Меня тогда еще не было, но сейчас и я был уже не ребенком, чтобы слушать сказки то про жеребца с огнем в ноздрях, то про киносъемку.
— Где же вас снимали?
— В Москве.
Один глаз его был прищурен, а другой плутовато сверлил меня: что, мол, не веришь? А я считал: в сорок первом году ему было за пятьдесят, не меньше. Что он делал в Москве? Ах, фантазер! Милый фантазер-пенсионер!
— Вы защищали Москву, ата?
Старик одернул довольно ветхий халат на груди, будто к съемке готовился.
— Я возил туда яблоки.
Ну вот, думал-думал и придумал, выкрутился из положения. А может, это была его история, его легенда, хранимая за пазухой для удивления гостей, и герой Юнусов, и пожарник Мукимов, и Миркамиль- Чапаев, который был, конечно, похрабрее Мукимова, — все, как ступеньки, вели к этой легенде… Сорок первый год… Москва…
— Яблоки? На фронт?
— Тридцать семь вагонов.
— Один возили?
— С товарищами. Адыл-ака и Мансур-ака. Достойные люди.

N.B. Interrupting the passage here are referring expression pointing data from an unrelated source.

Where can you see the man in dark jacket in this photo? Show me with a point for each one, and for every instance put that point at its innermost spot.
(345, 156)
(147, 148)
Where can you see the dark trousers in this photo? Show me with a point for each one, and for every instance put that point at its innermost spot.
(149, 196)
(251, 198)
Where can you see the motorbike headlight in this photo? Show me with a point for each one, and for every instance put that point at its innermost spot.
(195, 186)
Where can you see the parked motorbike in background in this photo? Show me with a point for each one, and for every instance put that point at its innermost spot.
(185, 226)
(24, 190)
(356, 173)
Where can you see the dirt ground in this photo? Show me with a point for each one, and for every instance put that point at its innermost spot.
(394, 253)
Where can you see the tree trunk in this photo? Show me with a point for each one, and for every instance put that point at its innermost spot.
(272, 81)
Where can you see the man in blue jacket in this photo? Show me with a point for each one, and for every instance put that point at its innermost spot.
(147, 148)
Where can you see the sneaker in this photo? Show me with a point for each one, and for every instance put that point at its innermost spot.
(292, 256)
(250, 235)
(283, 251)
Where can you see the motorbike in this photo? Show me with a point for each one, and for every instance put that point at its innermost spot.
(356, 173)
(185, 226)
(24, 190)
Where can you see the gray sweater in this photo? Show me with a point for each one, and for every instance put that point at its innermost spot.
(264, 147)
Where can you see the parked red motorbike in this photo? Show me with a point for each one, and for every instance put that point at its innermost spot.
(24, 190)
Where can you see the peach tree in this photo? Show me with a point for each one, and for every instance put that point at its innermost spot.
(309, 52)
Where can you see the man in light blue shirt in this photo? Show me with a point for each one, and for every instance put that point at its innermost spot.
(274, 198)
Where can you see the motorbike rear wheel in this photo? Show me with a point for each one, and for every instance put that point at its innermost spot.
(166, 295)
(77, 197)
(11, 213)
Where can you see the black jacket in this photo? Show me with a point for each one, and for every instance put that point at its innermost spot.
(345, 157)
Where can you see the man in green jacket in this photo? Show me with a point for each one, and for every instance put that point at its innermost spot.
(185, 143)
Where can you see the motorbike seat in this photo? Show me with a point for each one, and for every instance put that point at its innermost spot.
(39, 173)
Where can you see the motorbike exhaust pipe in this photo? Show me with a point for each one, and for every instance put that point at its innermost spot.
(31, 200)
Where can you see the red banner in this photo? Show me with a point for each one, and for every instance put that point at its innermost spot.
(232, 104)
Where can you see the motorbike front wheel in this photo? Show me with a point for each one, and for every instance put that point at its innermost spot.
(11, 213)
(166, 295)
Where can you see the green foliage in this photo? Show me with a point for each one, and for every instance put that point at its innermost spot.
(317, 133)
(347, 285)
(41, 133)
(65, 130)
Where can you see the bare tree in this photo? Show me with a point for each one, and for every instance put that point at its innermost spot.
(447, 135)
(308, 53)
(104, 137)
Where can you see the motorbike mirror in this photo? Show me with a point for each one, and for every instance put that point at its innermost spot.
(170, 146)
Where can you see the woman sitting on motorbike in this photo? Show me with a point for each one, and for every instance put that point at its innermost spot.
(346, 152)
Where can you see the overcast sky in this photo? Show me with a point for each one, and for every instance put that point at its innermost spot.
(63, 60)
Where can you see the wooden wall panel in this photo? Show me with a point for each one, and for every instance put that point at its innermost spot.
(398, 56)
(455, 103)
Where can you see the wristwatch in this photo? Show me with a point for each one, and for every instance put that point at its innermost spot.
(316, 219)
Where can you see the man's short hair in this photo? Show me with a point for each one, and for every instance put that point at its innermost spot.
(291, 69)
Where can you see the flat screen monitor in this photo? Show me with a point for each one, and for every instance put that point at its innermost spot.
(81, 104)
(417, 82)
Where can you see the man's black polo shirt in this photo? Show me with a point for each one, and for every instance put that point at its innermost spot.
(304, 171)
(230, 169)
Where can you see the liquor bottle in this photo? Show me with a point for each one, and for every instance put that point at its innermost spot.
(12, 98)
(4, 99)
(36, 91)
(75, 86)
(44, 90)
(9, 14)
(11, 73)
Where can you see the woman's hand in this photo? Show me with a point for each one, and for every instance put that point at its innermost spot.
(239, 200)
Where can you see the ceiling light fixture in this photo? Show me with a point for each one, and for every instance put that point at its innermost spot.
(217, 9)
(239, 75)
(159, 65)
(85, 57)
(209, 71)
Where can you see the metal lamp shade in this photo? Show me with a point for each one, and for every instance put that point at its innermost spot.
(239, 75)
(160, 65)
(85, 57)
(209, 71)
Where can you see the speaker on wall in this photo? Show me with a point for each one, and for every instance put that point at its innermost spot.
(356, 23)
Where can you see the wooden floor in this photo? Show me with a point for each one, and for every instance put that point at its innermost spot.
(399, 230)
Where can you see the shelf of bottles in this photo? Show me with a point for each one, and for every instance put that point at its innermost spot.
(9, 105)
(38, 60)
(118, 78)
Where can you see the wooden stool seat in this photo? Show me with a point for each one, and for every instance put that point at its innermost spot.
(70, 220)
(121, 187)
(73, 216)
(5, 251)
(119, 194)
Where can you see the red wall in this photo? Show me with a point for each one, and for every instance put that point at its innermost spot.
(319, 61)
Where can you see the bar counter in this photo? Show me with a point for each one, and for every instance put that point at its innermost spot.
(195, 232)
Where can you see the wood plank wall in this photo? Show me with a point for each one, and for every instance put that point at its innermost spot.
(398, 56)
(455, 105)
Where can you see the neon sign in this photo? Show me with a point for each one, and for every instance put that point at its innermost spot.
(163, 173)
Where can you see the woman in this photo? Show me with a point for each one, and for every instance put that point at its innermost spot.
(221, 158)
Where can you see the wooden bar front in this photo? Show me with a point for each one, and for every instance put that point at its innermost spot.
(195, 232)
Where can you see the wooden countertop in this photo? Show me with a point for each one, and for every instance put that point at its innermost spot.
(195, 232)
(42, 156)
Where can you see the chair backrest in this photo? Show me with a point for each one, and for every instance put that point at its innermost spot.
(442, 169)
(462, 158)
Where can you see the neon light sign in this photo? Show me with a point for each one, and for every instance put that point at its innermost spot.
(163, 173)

Легенда началась… Я попался. Кому они были нужны там, яблоки? Там, в Москве, где не хватало снарядов. В сорок первом году… Ведро угля было дороже вагона яблок. Москву защищали лютой зимой. Я об этом читал. Но о чем же рассказывать чайханщику, который жил в яблочном саду? Я молчал себе, уважая его седину и все же улыбаясь. Наверно, поэтому он сказал:
— Мне и тогда не верили…
И поплелся к самовару долить чайник. На затылке его скручивались, выползая из-под тюбетейки, жидкие седые космочки.
Я бы постарался запомнить его слова, если бы знал, что сяду и начну об этом писать… Теперь пишу своими словами.
Паровоз вышвырнул облака пара. Затолкались вагоны. Товарный состав не сразу остановился на станционном пути.
Их было много, этих путей, и ни один не пустовал.
Совсем рядом стояли платформы с пушками. Они угадывались под брезентом, измятым встречными ветрами. Пушки были громадные. И возле них, как полагается, прохаживались часовые.
Ждал отправки эшелон с бойцами. Они толпились в дверях теплушек, лепились друг к другу, выглядывали на свет, словно им показывали что-то самое интересное.
Сердце старика давило, когда он смотрел на них. Если бы он мог задержать эшелон, он задержал, остановил бы, но для этого надо было остановить войну, и он только смотрел на молодых ребят, а в некоторых вагонах пели.
Вытянулся пассажирский поезд, идущий неизвестно куда. У него не было ни конца, ни края, ни паровоза. А был набит он битком — в каждом окне торчало несколько голов, и все больше старые люди, женщины и дети. Они назывались беженцы. Почему — беженцы? Ведь они ехали к незнакомым друзьям, готовым разделить с ними кров и горе, а не бежали куда глаза глядят.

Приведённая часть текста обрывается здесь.